Li Ka Shing Faculty of Medicine, The University of Hong Kong
Hepatocellular carcinoma (HCC) is a primary malignancy of liver and develops preponderantly in individuals with underlying chronic liver disease. HCC is an aggressive tumor with local invasion and extrahepatic metastasis as signatures in the advanced stage. Patients with an advanced HCC stage are precluded from curative treatment and are limited to only palliative therapy. This stresses the urgent need to ascertain the underlying basis of cancer metastasis and the clinical importance to identify sensitive and specific biomarkers for early detection of HCC.
Yam Laboratory focuses on the study of liver cancer, particularly the process of metastasis. Using multidisciplinary approaches, we are endeavoring to understand the mechanistic basis of HCC metastasis with translational impact leading to improved health, well-being and quality of life for cancer patients.

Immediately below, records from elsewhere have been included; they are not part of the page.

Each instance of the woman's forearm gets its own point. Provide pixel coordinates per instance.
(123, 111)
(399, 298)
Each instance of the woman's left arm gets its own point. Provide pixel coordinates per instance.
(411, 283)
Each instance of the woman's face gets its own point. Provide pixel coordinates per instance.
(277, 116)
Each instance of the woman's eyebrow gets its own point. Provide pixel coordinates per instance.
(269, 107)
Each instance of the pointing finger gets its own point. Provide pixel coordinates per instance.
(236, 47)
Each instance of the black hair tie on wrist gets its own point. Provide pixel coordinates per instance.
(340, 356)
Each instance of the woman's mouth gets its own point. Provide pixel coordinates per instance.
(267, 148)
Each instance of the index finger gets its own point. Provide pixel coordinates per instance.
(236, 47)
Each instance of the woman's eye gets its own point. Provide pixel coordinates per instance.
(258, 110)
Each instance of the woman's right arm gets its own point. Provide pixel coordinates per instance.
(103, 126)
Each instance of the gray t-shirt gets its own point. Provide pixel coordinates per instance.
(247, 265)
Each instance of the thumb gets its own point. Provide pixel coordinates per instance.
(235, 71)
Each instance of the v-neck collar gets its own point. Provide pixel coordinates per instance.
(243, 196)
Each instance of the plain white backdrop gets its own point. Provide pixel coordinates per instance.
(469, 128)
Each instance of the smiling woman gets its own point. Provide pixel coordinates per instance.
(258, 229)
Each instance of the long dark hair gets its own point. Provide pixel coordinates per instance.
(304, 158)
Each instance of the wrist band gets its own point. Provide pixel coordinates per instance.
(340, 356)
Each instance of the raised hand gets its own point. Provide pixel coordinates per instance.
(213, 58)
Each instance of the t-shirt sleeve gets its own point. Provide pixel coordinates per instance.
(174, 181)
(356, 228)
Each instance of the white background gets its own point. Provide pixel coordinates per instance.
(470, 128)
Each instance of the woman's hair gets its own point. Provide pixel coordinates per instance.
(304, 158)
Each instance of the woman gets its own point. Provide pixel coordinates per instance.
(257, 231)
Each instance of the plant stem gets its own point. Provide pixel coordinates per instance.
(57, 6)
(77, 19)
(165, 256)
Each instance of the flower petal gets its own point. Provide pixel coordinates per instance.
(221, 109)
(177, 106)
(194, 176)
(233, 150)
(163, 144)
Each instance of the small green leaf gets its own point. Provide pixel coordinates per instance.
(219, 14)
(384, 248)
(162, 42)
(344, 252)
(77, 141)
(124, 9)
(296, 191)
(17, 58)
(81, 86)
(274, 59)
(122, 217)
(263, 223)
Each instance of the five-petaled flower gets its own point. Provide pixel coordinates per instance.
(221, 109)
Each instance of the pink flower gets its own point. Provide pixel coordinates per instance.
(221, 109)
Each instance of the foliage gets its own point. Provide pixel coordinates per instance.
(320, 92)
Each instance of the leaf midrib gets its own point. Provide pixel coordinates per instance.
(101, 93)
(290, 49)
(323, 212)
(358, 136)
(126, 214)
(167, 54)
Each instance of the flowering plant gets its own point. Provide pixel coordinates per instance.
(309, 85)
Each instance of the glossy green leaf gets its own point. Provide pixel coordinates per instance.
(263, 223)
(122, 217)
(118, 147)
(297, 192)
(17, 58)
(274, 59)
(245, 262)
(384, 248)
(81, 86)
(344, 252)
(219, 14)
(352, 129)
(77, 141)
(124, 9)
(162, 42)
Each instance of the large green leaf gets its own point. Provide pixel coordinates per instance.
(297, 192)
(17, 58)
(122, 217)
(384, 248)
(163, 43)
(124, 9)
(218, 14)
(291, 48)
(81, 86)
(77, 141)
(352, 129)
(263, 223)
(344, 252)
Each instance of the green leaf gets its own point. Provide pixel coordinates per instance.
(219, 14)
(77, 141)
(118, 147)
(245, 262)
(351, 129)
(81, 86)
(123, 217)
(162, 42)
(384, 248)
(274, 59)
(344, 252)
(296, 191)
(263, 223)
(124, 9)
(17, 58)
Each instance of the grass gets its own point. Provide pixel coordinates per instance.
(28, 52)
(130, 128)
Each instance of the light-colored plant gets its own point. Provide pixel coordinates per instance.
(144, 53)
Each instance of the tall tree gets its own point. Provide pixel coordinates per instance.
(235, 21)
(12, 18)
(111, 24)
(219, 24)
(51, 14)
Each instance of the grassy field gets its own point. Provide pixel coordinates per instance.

Acquisition of migratory and invasive behaviors is fundamental to cancer cells to metastasize. We have particular interest in focal adhesion proteins which play pivotal role in the regulation of cell motility. Focal adhesion proteins form structural links between extracellular matrix and actin cytoskeleton, and are important sites of signal transduction. Dysregulation of focal adhesion proteins has been implicated in various cancers and contributed to the acquired metastatic behavior of cancer cells. We have a long-standing interest in the study of DLC (deleted in liver cancer) family of tumor suppressors and caveolin-1. These molecules are closely associated with liver cancer, and their deregulation contributes to the acquired aggressiveness of cancer cells. Our work has answered fundamental questions about the subcellular localization, intracellular translocation and binding activity of these molecules as well as having unveiled their molecular regulation by phosphorylation that underlies liver cancer progression.
Metastasis to specific organs is not a random process but results from the interplay between intrinsic properties of cancer cells and microenvironment of the distant organ. Extracellular vesicle (EV) shedding from tumor cells has emerged as an important channel for cell-cell communication in influencing the local tumor microenvironment and facilitating pre-metastatic niche formation in distant organ sites. They contain distinct components which depend on the cell type from which they are released and can subsequently be transferred to the recipient cells. EV content is regarded as a fingerprint of the releasing cells; it provides insightful information about the origin and functions of releasing cells. Circulating EV of cancer patients may therefore serve as promising biomarker for early detection and prognosis. We are interested to understand the molecular basis of EV-driven HCC metastasis by dissecting the functional role and signaling cascades of exosomal content. In clinical perspective, our work aims to identify promising exosomal content for the early diagnosis and novel therapeutic interventions for cancer patients.